My introduction to Solarpunk

It seems I am gaining a lot of interest in solar. The topic has always facinated me, mainly because it seems so simple, yet so difficult and foreign. How come something as simple as putting some cells on the rooftops will lower our killer power bill.

Living in a hot land, things like A/C are vital to our living standards. I’m used to sleep with A/C on all night, internet, and computers running 24/7, as a coder, they run specially during the night.

My family house used around 2.5 kw/h own a rather medium sized pool and also had up to 5 vehiecles. I imagined our carboon footprint was a large as it could be. No we didn’t had a private jet or travel every other week, but we did had a great deal of vacationing, a large office, and a large payroll.

And no is not to brag, but to actually make sense how can this or other families could afford to mantain their lifestyle entirely on the sun.

Sure we did had land, unocuppied land and even a ranch and with some great creditline we could have foster our own little power plant that could not only be enough for us but for maybe even the whole block.

We might have not have had the engineering expertise but being a civil engineer, this knowledge could have been acquired rather easily. Not just that, but it could have been good for business, generating hydropower was one way we were already making money, a solar plant could have been something unique that could have made us even more money.

But let’s do the math?
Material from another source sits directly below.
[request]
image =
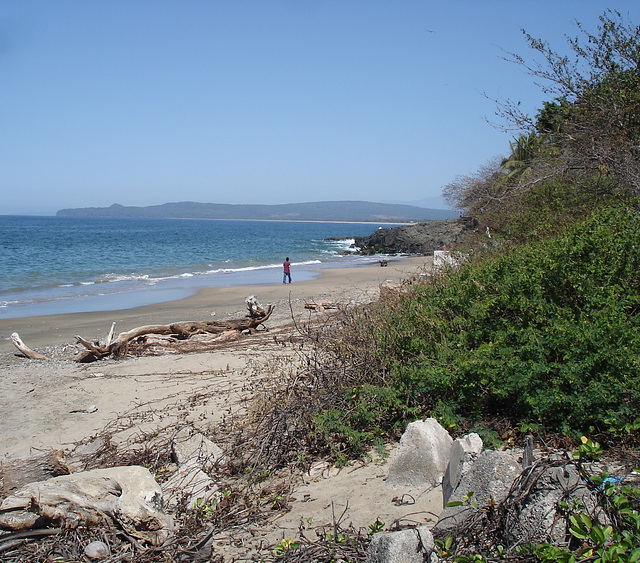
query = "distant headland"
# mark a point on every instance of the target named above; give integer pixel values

How exactly is solar affordable not just now but back in the 80s/90s?

Right now the math goes like this:

400dls x 1kw/day panel plus inverter and wiring. To get our solar juice around 2 panels would have been an 800 dls investment.

I would love to get into the economics of it all, but I think this vary greatly because of the lack of knowledge for building such things nationally. Having to import everything put a high tax on the implementation, and this makes it hard to be able to get things straighten up.

Researching solar, I have come across facinating things. One of the experiments I remember well is how to harvest energy even from a light post many miles away enough to at least spin a small wheel.

Another was about the way it was rather easy to build solar panels from garbage.

Finally I learn how the history of the world could have greatly changed to a solar reality if some experiments would have gone well back in the early 1900s.

So now, thanks to random events I am getting back into solar once again and I hope this time I would be able to get things finalized into true solar benefit.